Let’s get this out in the open now. Most Hitachi cordless drill batteries are already manufactured in China as it is. Original manufacturer batteries are produced by reputable companies that match the specifications in a way that produce reliable results. Many knockoff replacement tool batteries are not being produced with the same tight specs. At best, they are attempts at reverse engineering that fall short. At worst, they barely resemble the original battery and fit poorly.
Here’s some food for thought. Do you really want to buy a battery from a company made up of people that stole the design from the manufacturer to reproduce it for their own gain? Because that’s what they’re doing, even the really poor quality ones. I came across a site that sold DeWalt replacement tool batteries, X Box game systems, and dishware. Do you think that company is committed to producing quality tools? Heated jackets are now very popular. Do you really want to put one of these knockoffs in a garment that you are wearing? Something tells me that won’t end well.
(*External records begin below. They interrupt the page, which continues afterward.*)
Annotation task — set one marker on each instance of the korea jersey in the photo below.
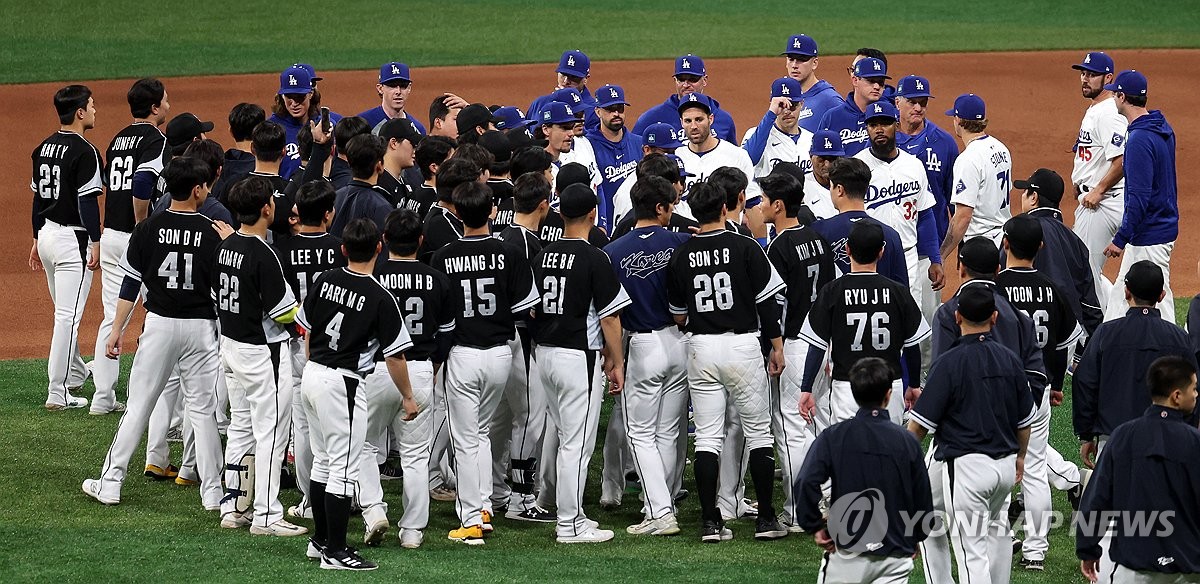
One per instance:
(577, 290)
(349, 318)
(139, 148)
(899, 190)
(491, 282)
(718, 278)
(172, 254)
(424, 297)
(251, 290)
(66, 168)
(983, 178)
(1101, 139)
(863, 314)
(804, 262)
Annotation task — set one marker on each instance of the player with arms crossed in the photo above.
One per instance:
(348, 317)
(171, 254)
(723, 287)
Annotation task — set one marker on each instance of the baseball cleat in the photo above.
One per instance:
(533, 513)
(280, 529)
(346, 559)
(375, 534)
(588, 536)
(160, 474)
(471, 535)
(91, 487)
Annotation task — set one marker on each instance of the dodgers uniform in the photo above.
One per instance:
(983, 178)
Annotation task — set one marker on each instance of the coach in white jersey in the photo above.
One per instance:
(899, 197)
(1097, 170)
(983, 175)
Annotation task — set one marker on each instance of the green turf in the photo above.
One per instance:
(49, 531)
(60, 40)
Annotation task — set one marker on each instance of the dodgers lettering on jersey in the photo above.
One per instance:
(983, 178)
(173, 256)
(1101, 139)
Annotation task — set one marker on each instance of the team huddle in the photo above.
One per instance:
(372, 299)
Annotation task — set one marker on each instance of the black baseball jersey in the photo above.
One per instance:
(66, 167)
(804, 262)
(349, 318)
(251, 290)
(864, 314)
(577, 289)
(718, 278)
(139, 148)
(441, 228)
(424, 295)
(173, 254)
(491, 282)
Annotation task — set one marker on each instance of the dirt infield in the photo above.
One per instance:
(1033, 103)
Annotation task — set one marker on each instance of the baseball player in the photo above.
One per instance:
(496, 284)
(1057, 330)
(253, 305)
(577, 330)
(395, 85)
(1151, 220)
(723, 287)
(850, 455)
(978, 402)
(868, 78)
(899, 196)
(66, 182)
(778, 137)
(654, 396)
(929, 143)
(817, 96)
(171, 254)
(135, 160)
(617, 150)
(983, 176)
(690, 77)
(348, 317)
(862, 314)
(804, 262)
(1146, 462)
(1097, 170)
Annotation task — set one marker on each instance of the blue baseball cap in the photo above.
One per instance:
(870, 67)
(1096, 61)
(575, 64)
(802, 46)
(690, 65)
(557, 113)
(610, 95)
(660, 134)
(827, 143)
(394, 71)
(696, 101)
(1129, 82)
(912, 86)
(571, 97)
(295, 79)
(969, 107)
(881, 108)
(510, 116)
(786, 86)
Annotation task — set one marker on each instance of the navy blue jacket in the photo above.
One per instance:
(1150, 465)
(1109, 387)
(863, 455)
(1152, 209)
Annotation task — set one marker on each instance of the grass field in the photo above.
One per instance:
(161, 533)
(60, 40)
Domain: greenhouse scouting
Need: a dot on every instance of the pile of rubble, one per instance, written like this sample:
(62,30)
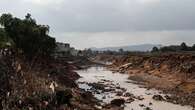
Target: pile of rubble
(47,85)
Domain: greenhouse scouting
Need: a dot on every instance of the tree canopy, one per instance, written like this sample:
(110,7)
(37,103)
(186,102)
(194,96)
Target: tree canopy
(27,35)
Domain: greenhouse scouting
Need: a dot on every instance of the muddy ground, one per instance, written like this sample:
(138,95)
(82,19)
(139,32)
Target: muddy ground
(173,73)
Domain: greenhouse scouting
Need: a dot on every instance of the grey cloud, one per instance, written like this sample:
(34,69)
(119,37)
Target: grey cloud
(109,15)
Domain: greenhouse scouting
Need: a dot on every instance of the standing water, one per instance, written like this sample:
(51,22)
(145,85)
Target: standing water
(116,85)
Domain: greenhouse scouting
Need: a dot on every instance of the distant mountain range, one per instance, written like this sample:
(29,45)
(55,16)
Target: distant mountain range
(142,47)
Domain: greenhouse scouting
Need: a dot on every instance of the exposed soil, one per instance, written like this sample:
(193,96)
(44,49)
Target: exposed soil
(42,84)
(173,73)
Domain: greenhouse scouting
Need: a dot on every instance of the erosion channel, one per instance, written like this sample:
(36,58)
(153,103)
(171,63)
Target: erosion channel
(107,86)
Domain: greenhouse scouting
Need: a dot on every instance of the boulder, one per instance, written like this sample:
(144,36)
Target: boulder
(118,102)
(63,96)
(158,98)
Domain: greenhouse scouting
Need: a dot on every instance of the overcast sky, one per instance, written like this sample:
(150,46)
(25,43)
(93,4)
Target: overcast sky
(102,23)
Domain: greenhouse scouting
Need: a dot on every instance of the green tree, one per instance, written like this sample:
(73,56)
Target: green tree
(31,38)
(183,46)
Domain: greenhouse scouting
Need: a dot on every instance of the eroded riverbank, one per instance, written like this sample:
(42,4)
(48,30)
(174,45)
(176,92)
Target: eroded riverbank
(107,86)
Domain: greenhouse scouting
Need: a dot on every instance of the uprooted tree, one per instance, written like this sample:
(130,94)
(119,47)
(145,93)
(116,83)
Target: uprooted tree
(27,35)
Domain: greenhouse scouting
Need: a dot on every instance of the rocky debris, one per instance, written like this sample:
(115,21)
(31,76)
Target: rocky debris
(64,97)
(129,100)
(46,85)
(147,108)
(158,98)
(97,86)
(118,102)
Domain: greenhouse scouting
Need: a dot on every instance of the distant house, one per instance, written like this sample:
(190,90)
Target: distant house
(64,49)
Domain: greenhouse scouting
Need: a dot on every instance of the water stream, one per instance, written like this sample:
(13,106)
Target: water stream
(119,83)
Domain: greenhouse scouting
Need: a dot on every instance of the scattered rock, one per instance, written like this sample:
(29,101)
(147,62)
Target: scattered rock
(64,96)
(118,102)
(158,98)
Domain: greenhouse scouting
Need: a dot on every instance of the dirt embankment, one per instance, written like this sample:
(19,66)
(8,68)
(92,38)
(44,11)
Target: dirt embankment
(172,73)
(43,84)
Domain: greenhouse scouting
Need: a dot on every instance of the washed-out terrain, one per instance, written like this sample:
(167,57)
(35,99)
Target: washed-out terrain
(107,86)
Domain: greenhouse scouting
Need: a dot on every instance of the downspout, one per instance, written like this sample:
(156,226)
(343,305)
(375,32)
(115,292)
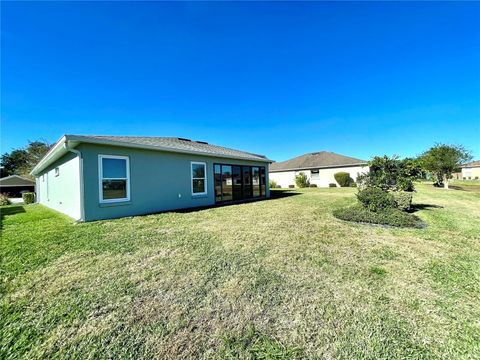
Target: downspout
(80,170)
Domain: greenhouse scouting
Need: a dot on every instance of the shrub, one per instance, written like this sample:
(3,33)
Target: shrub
(4,200)
(391,216)
(301,180)
(343,179)
(375,199)
(403,200)
(391,173)
(28,197)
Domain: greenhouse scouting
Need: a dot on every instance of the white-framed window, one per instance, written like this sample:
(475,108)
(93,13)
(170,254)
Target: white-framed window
(199,178)
(113,178)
Look, I know that you want to save money. I do, too. There are companies in China making knockoff Apple computers, SpyderCo knives, power tools, batteries, and any name brand item they think will sell. They’re thieves. They’re happy to take your money and have absolutely no qualms about sending you a piece of junk in exchange. Even the third party manufacturers, as much as they may try to produce quality, won’t be able to match what the original manufacturer’s battery is designed to do. Do yourself a favor and only go with original manufacturer replacement tool batteries.